I got off of this magical bus ride in Ban Lung, a town in the Ratanakiri province. I met a guy at my hostel who was doing what I wanted to do the next day--and he has a bike, so he invited me to come with him. We rode out to a waterfall about 7k away, then to another one about 20k away. We got lost multiple times looking for the second one, and the roads are super bumpy and just completely covered in dust, so by the time we found the waterfall it was like seeing a mirage in the desert. Everything was completely covered in dust, my clothes and hair and face were just brown.

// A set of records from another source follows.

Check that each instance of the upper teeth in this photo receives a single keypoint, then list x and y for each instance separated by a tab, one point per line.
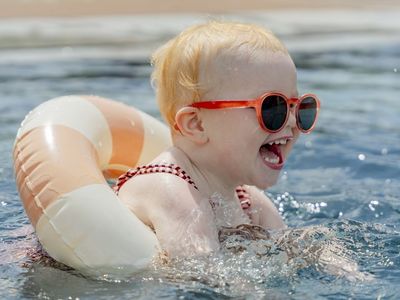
278	142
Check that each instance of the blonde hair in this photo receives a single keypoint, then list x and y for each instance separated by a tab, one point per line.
176	64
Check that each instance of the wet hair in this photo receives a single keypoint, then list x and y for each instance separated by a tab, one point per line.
177	63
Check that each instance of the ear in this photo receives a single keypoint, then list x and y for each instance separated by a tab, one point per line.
189	123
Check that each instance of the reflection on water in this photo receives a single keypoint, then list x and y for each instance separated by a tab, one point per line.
339	190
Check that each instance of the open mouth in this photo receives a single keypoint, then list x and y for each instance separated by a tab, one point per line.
271	153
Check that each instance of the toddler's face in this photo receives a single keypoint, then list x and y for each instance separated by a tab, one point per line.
247	153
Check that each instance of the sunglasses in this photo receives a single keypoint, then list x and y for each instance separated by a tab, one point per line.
273	110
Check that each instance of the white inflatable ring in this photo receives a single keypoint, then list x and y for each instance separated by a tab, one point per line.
64	152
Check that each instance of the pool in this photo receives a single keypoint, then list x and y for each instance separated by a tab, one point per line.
342	182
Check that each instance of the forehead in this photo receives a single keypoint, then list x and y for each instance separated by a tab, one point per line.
244	74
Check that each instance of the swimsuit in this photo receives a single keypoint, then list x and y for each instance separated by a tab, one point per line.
244	198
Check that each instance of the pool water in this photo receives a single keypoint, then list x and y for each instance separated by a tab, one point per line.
339	192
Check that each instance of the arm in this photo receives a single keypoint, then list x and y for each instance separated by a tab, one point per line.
263	211
182	219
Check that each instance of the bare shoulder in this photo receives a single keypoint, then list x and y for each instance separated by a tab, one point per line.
181	217
263	210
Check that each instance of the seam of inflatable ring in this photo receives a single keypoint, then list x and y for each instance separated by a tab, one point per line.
44	213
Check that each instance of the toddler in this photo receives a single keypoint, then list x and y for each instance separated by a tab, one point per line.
229	94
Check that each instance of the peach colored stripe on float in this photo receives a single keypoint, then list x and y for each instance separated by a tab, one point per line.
127	132
50	161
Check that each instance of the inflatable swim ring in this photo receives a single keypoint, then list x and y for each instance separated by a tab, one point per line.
65	151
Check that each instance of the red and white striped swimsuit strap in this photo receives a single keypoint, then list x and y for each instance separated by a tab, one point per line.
173	169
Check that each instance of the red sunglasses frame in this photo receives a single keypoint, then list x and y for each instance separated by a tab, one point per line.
257	104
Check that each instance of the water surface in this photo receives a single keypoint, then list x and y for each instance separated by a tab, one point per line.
344	177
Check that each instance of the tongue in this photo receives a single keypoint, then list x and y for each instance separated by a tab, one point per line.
271	152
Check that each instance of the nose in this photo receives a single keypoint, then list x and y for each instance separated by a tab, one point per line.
292	122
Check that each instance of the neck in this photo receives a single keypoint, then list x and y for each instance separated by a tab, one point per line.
204	173
220	193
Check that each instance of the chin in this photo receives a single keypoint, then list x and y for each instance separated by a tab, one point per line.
266	182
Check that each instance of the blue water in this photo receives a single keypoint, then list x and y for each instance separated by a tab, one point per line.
341	184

And the ride was so bumpy that we lost our bananas and water bottles (my good camelback water bottle, :-(, RIP). So our swim in the waterfall was immensely enjoyed. Then we ended the day swimming in a volcanic crater lake and watching the sunset.
And now, after 7 weeks, it's my last day in this beautiful, warm, chaotic, often frustrating, always interesting, exciting country. I have loved my time here, but I'm feeling ready for what comes next.
Tomorrow I cross into Laos, where I should be for the next month. I am expecting a long day of travel, full of bumpy rides, border mayhem and overcharging, and general confusion. But as long as all goes to plan, and by nightfall I am safe and sound on Don Det island with a beerlao in my hand, I will be happy.